The T.C. Electronic LM5D is an excellent meter if you are looking for ITU-R. B.S. 1770 metering. It gives you a long term number and a short term segment meter, which I like beter than the short term number display on the Media Meter/LM100. It has a peak warning that is user selectable too.
Seems like they both allow logging and variable integration time....
I've used AudioLeak before, its only catch is that it doesn't work in real time -- you have to mix the audio down and then run the audio thru the program, and it spits out a chart and report. The Pro version does do LKFS though.
I quit using LKFS..
Just pre mix your Dia using a VU meter.
-23 LKFS = -3vu
Why have you stopped using LKFS? VU won't give you short-term loudness, integrated loudness or the LRA. Also, I'm not sure -23LKFS would always equal -3VU as the VU meter doesn't use the weighting algorithm therefore it would react to frequencies differently. I'm guessing you got that figure using a 1KHz sine wave?

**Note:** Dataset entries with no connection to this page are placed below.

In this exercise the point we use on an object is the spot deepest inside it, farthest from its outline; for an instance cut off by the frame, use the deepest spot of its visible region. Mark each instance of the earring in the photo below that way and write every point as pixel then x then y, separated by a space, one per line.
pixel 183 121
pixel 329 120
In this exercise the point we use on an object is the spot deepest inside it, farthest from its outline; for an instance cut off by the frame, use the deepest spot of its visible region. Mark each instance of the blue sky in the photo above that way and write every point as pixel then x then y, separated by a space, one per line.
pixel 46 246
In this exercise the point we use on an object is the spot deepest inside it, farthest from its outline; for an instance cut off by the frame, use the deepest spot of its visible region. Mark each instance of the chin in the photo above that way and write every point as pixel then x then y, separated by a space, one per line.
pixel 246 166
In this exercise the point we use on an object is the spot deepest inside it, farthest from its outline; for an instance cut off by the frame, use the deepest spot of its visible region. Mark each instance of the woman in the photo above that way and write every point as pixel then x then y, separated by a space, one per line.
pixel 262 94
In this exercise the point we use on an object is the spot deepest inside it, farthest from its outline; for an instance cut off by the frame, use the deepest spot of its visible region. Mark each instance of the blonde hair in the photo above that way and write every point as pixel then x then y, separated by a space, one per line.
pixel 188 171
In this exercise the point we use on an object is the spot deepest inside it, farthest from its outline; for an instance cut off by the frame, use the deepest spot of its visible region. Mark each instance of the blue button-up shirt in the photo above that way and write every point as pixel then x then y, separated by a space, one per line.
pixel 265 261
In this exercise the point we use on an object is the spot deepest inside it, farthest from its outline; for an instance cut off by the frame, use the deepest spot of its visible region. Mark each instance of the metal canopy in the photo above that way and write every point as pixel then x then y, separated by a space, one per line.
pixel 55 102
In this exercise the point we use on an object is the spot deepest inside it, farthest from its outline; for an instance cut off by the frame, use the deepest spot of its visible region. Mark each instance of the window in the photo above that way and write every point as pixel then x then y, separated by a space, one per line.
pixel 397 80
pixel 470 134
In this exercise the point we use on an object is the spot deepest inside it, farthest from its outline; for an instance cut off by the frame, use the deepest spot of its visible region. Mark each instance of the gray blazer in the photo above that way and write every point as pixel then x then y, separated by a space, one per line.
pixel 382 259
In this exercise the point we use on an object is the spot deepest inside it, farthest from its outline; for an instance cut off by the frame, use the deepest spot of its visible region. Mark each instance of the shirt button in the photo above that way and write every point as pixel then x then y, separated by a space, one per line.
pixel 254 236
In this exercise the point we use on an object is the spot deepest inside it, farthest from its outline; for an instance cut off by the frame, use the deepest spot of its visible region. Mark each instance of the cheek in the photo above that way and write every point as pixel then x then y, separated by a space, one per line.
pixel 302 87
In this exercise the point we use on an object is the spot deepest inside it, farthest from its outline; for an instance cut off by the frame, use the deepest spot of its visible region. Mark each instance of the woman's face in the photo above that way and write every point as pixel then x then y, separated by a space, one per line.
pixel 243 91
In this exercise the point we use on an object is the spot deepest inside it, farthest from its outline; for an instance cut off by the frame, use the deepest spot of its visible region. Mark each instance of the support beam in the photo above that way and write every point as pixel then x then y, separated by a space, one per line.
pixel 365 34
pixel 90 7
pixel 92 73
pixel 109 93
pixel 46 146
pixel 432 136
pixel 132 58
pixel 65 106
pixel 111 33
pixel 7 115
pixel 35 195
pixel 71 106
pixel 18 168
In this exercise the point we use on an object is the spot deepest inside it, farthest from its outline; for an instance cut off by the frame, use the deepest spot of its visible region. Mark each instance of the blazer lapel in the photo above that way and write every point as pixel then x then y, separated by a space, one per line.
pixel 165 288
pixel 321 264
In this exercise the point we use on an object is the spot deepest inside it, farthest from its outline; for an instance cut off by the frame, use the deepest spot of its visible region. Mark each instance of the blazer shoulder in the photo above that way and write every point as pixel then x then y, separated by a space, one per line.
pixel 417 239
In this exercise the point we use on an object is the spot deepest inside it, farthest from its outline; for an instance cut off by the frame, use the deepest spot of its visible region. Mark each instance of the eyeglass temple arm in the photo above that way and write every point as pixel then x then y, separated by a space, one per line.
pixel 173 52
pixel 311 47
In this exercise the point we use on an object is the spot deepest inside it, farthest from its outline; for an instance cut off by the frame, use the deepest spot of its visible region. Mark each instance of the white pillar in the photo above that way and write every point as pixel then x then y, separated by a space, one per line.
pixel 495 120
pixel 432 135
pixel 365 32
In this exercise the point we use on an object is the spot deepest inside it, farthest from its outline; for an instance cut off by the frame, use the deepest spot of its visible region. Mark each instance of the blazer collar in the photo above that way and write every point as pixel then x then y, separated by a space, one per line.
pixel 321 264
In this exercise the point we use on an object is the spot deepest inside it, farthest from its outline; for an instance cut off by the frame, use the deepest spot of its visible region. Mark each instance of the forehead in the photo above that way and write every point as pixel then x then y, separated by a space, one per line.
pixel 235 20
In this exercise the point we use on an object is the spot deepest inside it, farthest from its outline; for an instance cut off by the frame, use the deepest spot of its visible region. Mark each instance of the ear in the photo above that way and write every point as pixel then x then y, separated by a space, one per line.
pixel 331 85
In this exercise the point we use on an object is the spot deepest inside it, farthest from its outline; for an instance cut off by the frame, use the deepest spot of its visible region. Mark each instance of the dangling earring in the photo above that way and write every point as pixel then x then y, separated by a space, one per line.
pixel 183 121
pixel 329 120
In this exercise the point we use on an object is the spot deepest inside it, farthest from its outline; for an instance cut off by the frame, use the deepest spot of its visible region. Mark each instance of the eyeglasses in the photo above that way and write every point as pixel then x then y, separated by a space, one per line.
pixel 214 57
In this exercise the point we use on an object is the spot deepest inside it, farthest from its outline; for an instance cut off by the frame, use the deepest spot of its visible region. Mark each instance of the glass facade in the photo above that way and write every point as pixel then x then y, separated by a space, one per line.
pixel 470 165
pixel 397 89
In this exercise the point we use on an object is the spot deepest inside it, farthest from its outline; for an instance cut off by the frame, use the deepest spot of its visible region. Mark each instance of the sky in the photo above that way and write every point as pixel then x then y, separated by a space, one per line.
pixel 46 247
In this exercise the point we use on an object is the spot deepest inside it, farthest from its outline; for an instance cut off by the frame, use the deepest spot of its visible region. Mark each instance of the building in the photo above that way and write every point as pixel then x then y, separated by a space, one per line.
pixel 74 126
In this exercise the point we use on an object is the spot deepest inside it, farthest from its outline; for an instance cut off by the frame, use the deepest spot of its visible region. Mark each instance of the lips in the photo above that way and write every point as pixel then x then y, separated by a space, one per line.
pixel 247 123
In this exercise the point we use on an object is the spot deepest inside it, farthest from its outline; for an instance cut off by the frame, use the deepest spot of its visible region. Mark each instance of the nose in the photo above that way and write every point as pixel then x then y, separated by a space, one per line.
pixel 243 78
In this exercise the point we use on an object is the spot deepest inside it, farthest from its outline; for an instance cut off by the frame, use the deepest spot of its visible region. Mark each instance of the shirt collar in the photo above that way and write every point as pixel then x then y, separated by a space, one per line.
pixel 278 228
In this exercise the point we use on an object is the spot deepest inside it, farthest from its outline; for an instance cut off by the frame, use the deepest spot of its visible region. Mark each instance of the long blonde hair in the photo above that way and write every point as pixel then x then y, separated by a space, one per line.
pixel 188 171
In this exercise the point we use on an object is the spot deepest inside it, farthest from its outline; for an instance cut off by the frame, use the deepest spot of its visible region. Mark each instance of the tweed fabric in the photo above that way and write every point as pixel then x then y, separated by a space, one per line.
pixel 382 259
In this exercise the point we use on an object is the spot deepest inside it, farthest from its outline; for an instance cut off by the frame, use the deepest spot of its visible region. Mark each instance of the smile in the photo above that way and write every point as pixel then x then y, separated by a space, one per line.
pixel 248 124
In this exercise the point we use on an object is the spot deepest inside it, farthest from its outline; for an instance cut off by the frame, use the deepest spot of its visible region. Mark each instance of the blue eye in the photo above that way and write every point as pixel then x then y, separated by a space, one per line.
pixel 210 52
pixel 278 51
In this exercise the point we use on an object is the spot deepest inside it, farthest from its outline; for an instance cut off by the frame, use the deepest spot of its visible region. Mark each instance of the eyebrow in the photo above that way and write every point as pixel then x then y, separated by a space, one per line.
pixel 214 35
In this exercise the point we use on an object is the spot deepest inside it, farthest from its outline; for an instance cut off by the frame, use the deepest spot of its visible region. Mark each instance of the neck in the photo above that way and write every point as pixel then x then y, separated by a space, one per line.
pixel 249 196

Also, LUFS/LKFS is designed to be used on the whole programme, not just dialogue.
It also certainly won't give you True Peak metering which more and more broadcasters are now implementing.
+1 for WLM
At work we have the Media Meter but since we got WLM in the update of our Waves bundle I've been using that instead. I really like it. Did a few shows with both it and the Media Meter and the readings are spot on. Plus you get other things like true peak. I really like the read outs of the WLM. Highly recommend it.
A V.I. (volume indicator) which everyone insists on incorrectly calling a "VU" meter, is useful for real time balancing and monitoring of average program levels, but it won't give you LKFS without a lot of visual averaging. So, you need to use some other instrumentation to verify that you are meeting the long-term LKFS specification. On uncompressed speech, if you peak at 0 VU with zero aligned on tone to -20 dBFS, then the long term average speech level will probably be around -27 dBFS. If you are working with bass heavy material and use A-weighting, then you will get erroneous results in comparison with LKFS, since it is basically flat down to 100 Hz whereas the A-weighting is heavily rolled off.